Con la presente proposta di legge, pertanto, si propone di
eliminare tutte le imposte e tasse connesse con tali atti
sostitutivi di esproprio e di limitare notevolmente le spese
relative. Si propone altresì di fare chiarezza nell'ambito
della pletora di normative in tema di cessioni a favore di
enti pubblici territoriali.
Per tutti questi motivi, si intende introdurre una
normativa diretta a far sì che gli atti di trasferimento della
proprietà delle aree e dei fabbricati o loro porzioni e gli
atti di costituzione di diritti reali limitati sui medesimi
beni a favore di enti pubblici territoriali siano registrati
in esenzione di imposta, siano esenti da tutte le imposte
ipotecarie, catastali e di bollo e siano esclusi dal campo di
applicazione dell'IVA.
La registrazione in esenzione di imposta e di esclusione
dell'IVA verrà applicata anche agli atti di trasferimento
della proprietà di aree o fabbricati o loro porzioni e agli
atti di costituzione di diritti reali limitati sui medesimi
beni a favore di enti pubblici territoriali, qualora posti in
essere senza corrispettivo in denaro. E' altresì previsto che
gli onorari notarili delle cessioni sostitutive di esproprio
di pubblica utilità siano ridotti ad un quarto.

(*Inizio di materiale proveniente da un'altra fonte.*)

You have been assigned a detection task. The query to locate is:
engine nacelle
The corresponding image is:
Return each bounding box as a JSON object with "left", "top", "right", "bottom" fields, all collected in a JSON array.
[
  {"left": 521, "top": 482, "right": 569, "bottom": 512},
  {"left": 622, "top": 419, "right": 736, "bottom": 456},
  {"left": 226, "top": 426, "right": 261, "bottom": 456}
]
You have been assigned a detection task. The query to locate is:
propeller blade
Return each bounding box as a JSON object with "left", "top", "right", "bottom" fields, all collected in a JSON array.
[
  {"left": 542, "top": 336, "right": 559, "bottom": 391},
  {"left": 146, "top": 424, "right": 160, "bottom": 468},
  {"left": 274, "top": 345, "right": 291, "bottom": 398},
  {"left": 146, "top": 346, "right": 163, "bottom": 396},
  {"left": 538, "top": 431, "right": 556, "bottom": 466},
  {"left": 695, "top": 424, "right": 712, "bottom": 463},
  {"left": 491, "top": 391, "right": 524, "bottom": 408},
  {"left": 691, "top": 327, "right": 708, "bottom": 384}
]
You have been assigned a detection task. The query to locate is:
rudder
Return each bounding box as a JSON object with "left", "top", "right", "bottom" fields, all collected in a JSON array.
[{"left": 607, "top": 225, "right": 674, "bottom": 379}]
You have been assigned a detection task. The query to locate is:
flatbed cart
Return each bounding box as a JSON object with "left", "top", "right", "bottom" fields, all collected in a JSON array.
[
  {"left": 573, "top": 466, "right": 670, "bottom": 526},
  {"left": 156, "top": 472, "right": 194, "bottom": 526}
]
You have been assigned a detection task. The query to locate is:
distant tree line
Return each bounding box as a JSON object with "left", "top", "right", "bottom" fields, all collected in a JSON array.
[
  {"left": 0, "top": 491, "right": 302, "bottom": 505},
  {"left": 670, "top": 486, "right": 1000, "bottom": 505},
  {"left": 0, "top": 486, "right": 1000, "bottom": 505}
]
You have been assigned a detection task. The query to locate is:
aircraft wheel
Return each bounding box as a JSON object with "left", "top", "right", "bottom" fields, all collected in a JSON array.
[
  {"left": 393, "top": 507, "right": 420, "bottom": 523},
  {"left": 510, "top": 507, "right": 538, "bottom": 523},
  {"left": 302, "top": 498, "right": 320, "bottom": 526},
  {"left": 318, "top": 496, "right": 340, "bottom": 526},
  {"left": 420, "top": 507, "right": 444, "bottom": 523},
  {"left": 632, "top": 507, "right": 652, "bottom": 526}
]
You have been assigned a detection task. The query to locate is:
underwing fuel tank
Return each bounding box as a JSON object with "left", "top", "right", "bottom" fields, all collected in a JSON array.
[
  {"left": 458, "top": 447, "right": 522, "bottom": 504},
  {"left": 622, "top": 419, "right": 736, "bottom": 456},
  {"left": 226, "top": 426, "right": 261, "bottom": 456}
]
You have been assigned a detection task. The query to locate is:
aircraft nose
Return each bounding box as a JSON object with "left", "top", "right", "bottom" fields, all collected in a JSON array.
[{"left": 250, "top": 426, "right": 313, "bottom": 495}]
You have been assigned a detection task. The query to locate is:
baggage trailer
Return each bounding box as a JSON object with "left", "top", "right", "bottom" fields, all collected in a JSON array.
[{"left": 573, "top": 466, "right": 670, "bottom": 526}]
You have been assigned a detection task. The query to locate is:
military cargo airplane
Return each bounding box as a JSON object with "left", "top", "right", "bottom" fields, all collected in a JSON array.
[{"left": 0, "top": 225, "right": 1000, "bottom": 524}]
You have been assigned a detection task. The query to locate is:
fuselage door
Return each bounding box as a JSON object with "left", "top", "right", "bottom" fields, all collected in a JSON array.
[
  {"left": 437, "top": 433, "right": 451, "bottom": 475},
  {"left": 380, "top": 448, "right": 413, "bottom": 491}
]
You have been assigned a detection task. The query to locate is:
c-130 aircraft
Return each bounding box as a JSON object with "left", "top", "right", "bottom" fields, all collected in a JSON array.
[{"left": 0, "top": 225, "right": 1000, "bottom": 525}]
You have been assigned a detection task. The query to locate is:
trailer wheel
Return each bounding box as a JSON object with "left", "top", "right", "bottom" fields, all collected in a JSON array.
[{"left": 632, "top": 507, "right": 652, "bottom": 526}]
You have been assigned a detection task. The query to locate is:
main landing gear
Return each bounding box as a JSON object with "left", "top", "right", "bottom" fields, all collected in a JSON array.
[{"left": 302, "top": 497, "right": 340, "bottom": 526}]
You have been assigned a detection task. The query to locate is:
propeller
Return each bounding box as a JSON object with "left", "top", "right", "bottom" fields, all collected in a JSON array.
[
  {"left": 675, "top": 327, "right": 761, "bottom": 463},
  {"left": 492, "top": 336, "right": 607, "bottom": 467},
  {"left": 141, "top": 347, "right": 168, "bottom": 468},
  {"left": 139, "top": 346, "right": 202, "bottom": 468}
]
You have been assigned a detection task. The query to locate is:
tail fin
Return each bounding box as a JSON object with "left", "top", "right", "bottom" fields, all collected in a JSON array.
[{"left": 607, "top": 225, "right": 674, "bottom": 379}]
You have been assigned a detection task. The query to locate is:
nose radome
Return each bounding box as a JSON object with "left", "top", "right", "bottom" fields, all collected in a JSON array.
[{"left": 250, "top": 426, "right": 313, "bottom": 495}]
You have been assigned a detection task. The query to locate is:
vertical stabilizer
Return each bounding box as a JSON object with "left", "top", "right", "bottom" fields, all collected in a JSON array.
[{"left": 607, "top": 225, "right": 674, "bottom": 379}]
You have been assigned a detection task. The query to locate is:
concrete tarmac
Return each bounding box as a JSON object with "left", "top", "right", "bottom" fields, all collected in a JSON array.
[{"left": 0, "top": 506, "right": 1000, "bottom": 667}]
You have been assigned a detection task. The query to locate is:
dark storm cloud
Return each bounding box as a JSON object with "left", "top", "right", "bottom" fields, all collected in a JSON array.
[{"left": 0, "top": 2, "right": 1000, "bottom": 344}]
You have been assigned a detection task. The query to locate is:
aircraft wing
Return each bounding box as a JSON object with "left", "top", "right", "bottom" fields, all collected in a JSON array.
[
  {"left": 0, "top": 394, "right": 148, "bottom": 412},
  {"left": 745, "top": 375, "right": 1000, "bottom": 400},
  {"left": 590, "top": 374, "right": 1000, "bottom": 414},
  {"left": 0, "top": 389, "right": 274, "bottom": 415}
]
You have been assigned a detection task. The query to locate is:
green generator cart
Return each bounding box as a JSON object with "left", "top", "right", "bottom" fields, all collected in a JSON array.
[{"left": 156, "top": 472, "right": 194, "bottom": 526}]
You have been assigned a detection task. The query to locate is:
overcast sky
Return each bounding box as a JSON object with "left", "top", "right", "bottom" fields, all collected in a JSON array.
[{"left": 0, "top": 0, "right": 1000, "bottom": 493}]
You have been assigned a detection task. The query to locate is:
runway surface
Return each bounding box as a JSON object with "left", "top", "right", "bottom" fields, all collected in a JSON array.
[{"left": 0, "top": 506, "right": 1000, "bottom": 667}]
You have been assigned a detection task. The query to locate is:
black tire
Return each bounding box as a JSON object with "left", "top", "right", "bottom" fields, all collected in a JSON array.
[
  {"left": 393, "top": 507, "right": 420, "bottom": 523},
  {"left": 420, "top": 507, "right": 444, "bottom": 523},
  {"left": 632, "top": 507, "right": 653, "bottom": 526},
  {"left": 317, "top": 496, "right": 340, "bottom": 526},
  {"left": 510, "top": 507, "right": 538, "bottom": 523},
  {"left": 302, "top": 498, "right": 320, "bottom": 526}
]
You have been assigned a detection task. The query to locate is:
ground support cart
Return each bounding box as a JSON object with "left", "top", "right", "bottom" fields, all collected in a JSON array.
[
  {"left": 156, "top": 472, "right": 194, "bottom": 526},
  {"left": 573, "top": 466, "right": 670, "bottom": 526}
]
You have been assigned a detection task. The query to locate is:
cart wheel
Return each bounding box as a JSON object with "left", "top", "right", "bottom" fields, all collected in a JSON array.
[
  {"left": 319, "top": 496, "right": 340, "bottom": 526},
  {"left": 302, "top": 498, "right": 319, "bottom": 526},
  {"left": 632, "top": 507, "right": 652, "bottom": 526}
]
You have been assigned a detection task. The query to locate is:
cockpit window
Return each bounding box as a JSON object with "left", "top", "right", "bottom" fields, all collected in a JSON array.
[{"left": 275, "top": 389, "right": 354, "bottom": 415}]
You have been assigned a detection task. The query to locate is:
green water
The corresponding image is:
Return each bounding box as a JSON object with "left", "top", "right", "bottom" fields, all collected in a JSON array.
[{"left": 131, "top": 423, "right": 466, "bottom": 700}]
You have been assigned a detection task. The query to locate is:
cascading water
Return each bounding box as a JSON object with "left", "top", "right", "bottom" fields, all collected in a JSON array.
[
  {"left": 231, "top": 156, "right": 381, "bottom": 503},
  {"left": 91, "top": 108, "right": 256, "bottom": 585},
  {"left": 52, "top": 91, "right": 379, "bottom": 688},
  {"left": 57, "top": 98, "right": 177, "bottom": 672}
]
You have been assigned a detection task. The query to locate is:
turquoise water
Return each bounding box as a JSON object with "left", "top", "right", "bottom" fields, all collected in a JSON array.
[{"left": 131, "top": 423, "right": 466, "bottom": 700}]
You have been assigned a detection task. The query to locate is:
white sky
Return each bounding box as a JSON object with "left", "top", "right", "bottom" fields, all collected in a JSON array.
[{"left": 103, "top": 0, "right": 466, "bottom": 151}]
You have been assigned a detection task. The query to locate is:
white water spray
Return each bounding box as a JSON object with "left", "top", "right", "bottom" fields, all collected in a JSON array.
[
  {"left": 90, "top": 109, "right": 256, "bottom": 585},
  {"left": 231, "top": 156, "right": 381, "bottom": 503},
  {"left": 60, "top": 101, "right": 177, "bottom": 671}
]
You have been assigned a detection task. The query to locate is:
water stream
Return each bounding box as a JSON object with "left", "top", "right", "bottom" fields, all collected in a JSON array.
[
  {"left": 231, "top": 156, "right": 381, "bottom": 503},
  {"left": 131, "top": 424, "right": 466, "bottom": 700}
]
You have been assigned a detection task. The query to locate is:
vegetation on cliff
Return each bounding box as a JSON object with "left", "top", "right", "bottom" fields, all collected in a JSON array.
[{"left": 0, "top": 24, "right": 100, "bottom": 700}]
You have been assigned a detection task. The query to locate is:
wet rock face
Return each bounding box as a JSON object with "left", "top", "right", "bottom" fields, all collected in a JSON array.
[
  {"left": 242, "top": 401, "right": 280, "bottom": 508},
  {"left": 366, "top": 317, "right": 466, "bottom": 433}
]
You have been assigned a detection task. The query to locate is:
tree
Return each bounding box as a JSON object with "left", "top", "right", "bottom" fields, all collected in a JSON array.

Inoltre, l'Agenzia del territorio e gli uffici del
registro delle imprese consentiranno ai notai, che debbano
stipulare i predetti atti sostitutivi di esproprio, di
effettuare le ispezioni ipotecarie, catastali e camerali senza
corrispondere le tasse di cui alla tabella allegata al decreto
legislativo 31 ottobre 1990, n. 347, in materia di imposte
ipotecarie e catastali, e comunque senza dover corrispondere
ai predetti uffici alcuna somma. La predetta esenzione sarà
garantita anche in caso di collegamento telematico. Nel caso
di ispezioni presso i locali uffici dell'Agenzia del
territorio e delle camere di commercio, il notaio interessato
presenterà una propria dichiarazione che attesti il
collegamento con una procedura espropriativa; per la
differente ipotesi di ispezioni in via telematica, la
realizzazione delle finalità di cui alla presente proposta di
legge è assicurata da un apposito regolamento, da emanare
sentito il Consiglio nazionale del notariato.